How to make the future fair to all?


Throughout this piece, we've seen how both present and past medical technologies have been biased against marginalized people of colour. This bias leads fatal consequences for those already at the edges of society where don't get the right medical care they need and are more targeted by medical misinformation. Throughout the studies listed here, the common link is that the samples used to train and design these technologies have all been biased. They fail to take into account the diversity of populations and assume populations are one homogeneous group. Due to this, they become biased against those groups who are unique compared to the rest. The most apparent conclusion is to be thorough when testing and designing medical technologies where bias is eliminated before being widely used. This, as all cases made evident, is done by using diverse datasets where everyone in society is tested against and designed around. Equally as important, as the pulse oximetry case showed, existing practices and technologies should all be tested for bias before we continue using them any further. More subtlety, the statisticians, designers, medical practitioners create and use these innovations should also come from a varied and diverse background. Black scientists are underrepresented throughout academic circles along with other ethnic minorities thus consequently, issues such as racial bias in medical statistics are not raised as equally as enough.
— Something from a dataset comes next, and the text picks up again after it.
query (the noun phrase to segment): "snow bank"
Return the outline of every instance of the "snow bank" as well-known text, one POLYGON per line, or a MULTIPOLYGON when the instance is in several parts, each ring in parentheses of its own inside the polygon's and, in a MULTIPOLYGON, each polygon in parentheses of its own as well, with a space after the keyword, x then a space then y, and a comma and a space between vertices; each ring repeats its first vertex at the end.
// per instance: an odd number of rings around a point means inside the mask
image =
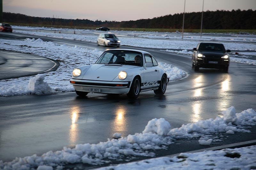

By making both designers and samples come from a diverse background, we can ensure that the future of medicine is equal to all.[1][2]

Sources


1.) Knight H., Deeny S., et al., 2021, Challenging racism in the use of health data, Volume 3 Issue 3, Lancet Digital Health.

2.) Noor P., 2020, Can we trust AI not to further embed racial bias and prejudice?, Racism in Medicine, BMJ.

3.) Sjoding M.W et al, 2020, Racial Bias in Pulse Oximetry Measurement, Correspondence, The New England Journal of Medicine, 383:2477-2478.

4.) Ziad Obermeyer et al., 2019, Dissecting racial bias in an algorithm used to manage the health of populations, Science, pp.366:447-453.

5.) Lwowski et al., April 2021, The risk of racial bias while tracking influenza-related content on social media using machine learning, Journal of the American Medical Informatics Association, Volume 28, Issue 4, Pages 839–849.